Contributing to an education is the gift that keeps on giving. It will not be discarded after three days of use and it gets better the more you use it. Furthermore, an education cannot be taken away from you in a lawsuit or divorce.
Unfortunately, this “gift” is certainly not free.
The National Center for Education Statistics states the average cost of a four year university has more than doubled on an inflation adjusted basis since the 1980s. According to data from the College Board Trends in Pricing, the average four year public university currently runs about $23,000 per year, while a private school will cost around $46,000 per year.
Given the high cost of college, it is no surprise that our nation has about $1.2 trillion of student loan debt and the amount of total college debt outstanding increased by 20% from 2011 to 2013.
Most families cannot just “foot the bill” for higher education. It helps to have support and participation from friends and family. As such, when you distribute the kid’s “wish list” this year, encourage those in your life to contribute to your children’s education instead of giving another toy that will be quickly discarded or broken.
As you collect funds for the kid’s college, educate them on what you are doing and why. This will develop buy-in that getting an education is not only a possibility, but an expectation. The earlier you have these conversations the sooner you develop the mindset of saving for the future and delayed gratification.

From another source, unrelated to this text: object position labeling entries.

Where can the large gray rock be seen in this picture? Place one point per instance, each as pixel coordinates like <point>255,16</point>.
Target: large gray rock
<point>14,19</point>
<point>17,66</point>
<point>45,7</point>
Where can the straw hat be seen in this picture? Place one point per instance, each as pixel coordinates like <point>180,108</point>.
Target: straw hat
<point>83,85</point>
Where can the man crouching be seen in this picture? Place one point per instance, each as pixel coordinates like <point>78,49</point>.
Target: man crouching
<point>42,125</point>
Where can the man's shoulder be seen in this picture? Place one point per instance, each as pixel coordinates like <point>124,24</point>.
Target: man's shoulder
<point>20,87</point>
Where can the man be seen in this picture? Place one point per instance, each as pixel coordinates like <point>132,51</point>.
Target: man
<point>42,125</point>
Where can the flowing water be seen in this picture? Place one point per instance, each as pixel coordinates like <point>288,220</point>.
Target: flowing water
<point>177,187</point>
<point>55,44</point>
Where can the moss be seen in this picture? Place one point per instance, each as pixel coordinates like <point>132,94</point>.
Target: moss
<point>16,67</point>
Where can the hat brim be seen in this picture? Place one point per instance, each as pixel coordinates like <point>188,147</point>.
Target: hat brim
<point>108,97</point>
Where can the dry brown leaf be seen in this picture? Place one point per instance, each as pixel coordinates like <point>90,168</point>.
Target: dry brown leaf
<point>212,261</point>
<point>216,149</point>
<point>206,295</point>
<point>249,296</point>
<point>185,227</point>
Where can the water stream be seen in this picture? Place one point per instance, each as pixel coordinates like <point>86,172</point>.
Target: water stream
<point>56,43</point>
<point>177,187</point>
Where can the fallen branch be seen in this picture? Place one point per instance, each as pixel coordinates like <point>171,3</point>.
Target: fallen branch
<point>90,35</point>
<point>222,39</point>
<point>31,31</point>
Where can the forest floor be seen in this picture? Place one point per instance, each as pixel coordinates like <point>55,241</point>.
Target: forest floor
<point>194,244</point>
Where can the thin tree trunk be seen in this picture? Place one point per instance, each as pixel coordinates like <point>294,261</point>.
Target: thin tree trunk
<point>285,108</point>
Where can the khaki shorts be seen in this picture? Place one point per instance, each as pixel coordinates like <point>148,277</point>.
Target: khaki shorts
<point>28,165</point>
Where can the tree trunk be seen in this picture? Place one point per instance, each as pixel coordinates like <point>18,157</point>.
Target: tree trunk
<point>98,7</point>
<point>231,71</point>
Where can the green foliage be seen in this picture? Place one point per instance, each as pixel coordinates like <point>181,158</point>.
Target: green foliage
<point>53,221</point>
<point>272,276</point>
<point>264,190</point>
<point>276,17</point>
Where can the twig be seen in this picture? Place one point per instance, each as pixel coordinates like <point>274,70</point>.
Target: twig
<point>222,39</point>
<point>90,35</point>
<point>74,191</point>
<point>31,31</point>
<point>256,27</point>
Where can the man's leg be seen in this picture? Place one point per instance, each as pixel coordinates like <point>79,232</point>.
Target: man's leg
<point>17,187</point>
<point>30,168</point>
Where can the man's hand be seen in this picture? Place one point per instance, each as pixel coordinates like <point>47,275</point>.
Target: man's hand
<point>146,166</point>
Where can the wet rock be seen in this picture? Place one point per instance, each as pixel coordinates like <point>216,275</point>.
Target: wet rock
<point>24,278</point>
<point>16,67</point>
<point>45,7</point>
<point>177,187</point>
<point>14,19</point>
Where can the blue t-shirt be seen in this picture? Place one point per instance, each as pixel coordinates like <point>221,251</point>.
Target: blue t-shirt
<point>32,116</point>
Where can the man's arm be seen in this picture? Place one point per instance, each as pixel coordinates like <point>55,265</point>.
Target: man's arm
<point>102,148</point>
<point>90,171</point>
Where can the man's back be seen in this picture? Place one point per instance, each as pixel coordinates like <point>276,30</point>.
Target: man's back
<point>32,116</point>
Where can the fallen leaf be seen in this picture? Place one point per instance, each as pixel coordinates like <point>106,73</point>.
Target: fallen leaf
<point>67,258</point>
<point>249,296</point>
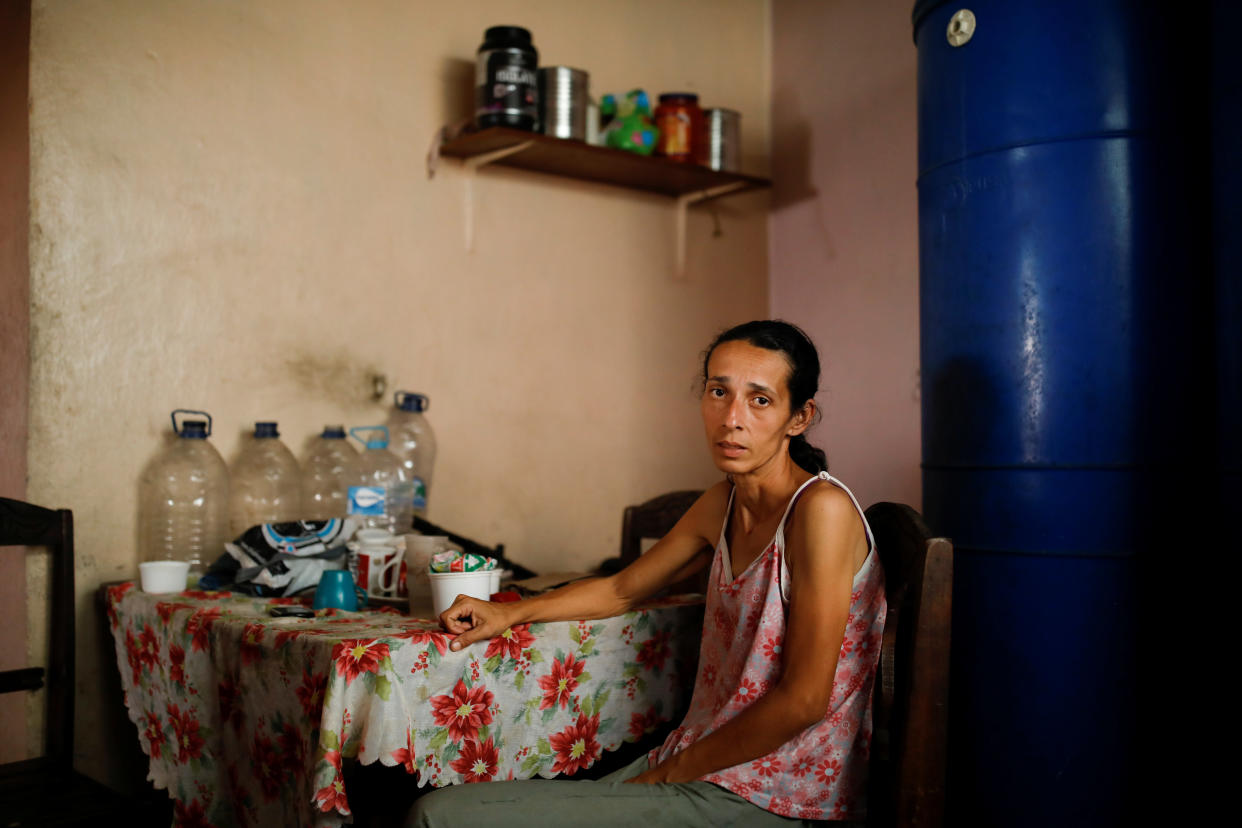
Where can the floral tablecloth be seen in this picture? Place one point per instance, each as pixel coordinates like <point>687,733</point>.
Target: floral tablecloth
<point>246,719</point>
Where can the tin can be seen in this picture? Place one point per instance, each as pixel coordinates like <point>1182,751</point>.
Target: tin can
<point>720,148</point>
<point>681,126</point>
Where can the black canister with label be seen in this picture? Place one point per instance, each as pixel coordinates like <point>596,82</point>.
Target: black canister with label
<point>506,83</point>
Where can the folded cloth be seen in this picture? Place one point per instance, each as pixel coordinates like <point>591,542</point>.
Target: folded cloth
<point>281,559</point>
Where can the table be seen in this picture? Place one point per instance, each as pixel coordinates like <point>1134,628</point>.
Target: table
<point>249,719</point>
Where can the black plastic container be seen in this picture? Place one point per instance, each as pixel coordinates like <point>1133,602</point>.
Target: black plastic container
<point>506,83</point>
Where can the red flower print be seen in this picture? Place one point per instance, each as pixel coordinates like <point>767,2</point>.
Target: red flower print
<point>148,648</point>
<point>354,657</point>
<point>311,695</point>
<point>463,710</point>
<point>747,692</point>
<point>477,762</point>
<point>655,651</point>
<point>559,684</point>
<point>765,766</point>
<point>185,734</point>
<point>199,626</point>
<point>511,642</point>
<point>827,771</point>
<point>176,664</point>
<point>575,746</point>
<point>332,797</point>
<point>189,816</point>
<point>251,643</point>
<point>154,734</point>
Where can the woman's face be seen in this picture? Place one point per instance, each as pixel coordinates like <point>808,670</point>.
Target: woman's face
<point>747,407</point>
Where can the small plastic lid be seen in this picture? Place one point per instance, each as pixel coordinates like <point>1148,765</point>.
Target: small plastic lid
<point>371,442</point>
<point>410,401</point>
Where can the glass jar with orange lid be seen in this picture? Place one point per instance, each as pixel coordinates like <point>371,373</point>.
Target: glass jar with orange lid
<point>681,126</point>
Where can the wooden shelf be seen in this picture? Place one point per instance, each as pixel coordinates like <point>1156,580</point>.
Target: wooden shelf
<point>579,160</point>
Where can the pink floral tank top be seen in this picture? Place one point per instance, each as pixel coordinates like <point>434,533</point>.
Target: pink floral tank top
<point>821,774</point>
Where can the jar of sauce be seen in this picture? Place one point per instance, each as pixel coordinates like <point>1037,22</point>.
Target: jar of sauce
<point>681,126</point>
<point>506,85</point>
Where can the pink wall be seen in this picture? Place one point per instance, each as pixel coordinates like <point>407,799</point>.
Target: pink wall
<point>14,345</point>
<point>843,229</point>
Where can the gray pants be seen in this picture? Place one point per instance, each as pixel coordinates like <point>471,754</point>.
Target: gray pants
<point>604,803</point>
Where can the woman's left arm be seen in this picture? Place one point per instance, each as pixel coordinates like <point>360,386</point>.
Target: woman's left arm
<point>821,545</point>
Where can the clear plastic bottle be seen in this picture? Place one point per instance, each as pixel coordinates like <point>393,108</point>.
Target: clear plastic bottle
<point>379,492</point>
<point>184,499</point>
<point>324,476</point>
<point>414,443</point>
<point>265,482</point>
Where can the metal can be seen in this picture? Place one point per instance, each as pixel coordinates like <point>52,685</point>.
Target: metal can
<point>681,126</point>
<point>722,140</point>
<point>506,86</point>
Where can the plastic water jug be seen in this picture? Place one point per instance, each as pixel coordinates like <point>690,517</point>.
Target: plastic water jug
<point>184,498</point>
<point>265,482</point>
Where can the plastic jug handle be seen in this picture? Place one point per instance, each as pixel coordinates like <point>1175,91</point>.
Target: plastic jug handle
<point>183,411</point>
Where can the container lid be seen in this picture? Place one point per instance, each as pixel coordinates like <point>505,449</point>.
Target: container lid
<point>410,401</point>
<point>378,437</point>
<point>507,32</point>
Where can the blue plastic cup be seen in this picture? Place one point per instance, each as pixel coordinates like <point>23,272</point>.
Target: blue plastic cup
<point>337,589</point>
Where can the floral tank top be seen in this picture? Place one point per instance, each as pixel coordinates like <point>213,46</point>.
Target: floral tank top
<point>821,774</point>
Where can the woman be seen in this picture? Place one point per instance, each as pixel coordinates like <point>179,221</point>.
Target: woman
<point>779,725</point>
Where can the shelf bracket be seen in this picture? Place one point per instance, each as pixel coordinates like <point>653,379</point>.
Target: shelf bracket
<point>683,204</point>
<point>472,165</point>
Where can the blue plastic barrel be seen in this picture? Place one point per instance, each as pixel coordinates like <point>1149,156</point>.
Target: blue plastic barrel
<point>1062,315</point>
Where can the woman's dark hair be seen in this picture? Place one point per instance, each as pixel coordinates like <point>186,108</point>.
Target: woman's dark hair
<point>804,374</point>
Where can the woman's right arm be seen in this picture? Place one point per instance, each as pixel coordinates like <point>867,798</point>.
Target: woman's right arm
<point>686,549</point>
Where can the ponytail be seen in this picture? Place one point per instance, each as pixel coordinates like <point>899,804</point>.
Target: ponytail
<point>806,456</point>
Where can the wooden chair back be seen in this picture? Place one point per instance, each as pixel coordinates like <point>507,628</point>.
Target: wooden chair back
<point>22,524</point>
<point>909,741</point>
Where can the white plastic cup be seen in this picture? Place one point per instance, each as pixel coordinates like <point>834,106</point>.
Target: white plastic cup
<point>159,577</point>
<point>446,586</point>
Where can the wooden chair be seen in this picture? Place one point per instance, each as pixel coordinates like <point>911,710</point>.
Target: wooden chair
<point>46,790</point>
<point>652,520</point>
<point>909,741</point>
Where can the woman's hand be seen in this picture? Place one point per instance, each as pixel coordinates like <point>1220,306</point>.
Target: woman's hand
<point>472,620</point>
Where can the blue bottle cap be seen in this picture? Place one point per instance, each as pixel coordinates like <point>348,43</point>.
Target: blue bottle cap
<point>410,401</point>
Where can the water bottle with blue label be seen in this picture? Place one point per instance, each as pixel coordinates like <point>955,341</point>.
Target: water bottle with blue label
<point>379,490</point>
<point>414,443</point>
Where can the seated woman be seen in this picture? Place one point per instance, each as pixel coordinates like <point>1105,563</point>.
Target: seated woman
<point>779,724</point>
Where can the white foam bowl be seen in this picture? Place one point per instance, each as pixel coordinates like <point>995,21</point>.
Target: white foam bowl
<point>446,586</point>
<point>159,577</point>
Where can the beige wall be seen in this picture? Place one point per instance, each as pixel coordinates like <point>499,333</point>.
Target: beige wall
<point>843,231</point>
<point>230,211</point>
<point>14,345</point>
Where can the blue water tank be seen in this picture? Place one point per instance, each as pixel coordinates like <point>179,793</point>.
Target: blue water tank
<point>1063,294</point>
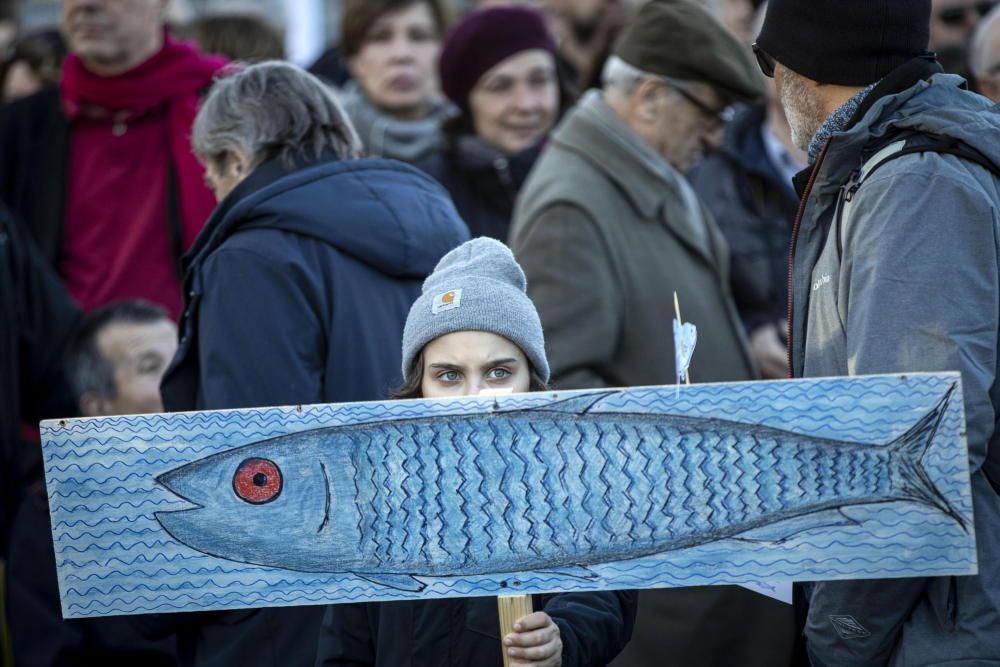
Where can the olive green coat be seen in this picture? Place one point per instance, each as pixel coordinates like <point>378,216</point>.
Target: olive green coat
<point>606,232</point>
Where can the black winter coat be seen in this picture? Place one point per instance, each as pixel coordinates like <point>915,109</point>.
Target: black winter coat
<point>297,291</point>
<point>594,628</point>
<point>40,637</point>
<point>482,181</point>
<point>34,158</point>
<point>37,319</point>
<point>754,207</point>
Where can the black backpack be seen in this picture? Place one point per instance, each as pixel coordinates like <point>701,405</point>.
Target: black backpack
<point>897,147</point>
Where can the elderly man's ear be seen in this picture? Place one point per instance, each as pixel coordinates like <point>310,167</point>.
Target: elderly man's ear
<point>93,405</point>
<point>647,100</point>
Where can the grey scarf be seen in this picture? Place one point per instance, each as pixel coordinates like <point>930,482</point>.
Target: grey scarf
<point>384,136</point>
<point>837,122</point>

In terms of accounts, we usually start with a Coverdell Education Savings Account (ESA). This account limits contributions to $2,000 a year, but the earnings are tax exempt for qualified education expenses. You can set one of these up at any brokerage firm and the investment options are quite broad. Fully funding this account can produce $75,000 in value after 18 years.
After fully exhausting an ESA, look to the widely marketed 529 plan. Despite their popularity, we recommend a bit of caution.
The 529 plan allows for much larger contributions, which is great if a wealthy family member has $140,000 burning a hole in their pocket. The 529 earnings can be tax-exempt if used for qualifying expenses. However, there are more limitations on what is a qualifying expense when compared to an ESA.
Furthermore, while an ESA has thousands of investment choices available, the 529 is state sponsored. As such, each state has their pre-packaged bundle of investment choices. Some are good, while others are expensive and mediocre. Even if you are a resident of Texas, you can still invest in the 529 plan sponsored by Utah. As such, it pays to shop around.
If you have maximized contributions to an ESA and considered a 529, many parents will evaluate a Uniform Transfer to Minors Act custodial account in the child’s name with the parent as custodian. Again, a word of caution is encouraged. When funding a custodial account there are no tax deductions or exemptions, but you do spread some of the tax impact to your child, who will typically benefit from lower tax rates. Investment choices are unlimited and the funds can be spent on anything.
However, recognize that once the child turns the age of majority (no later than 21), whatever funds are in that account will be their property to use however they wish. As such, from a control perspective it might be best to keep those funds in mom and dad’s name and distribute on an “as needed” basis.
Higher education, whether traditional college or trade school, sets a person on a path to financial independence. Although saving for this endeavor may not have the initial “wow” factor of a new drone, the value of an education will be far greater in the long run and something that everyone can contribute to.
Dave Sather is a Victoria certified financial planner and owner of Sather Financial Group. His column, Money Matters, publishes every other week.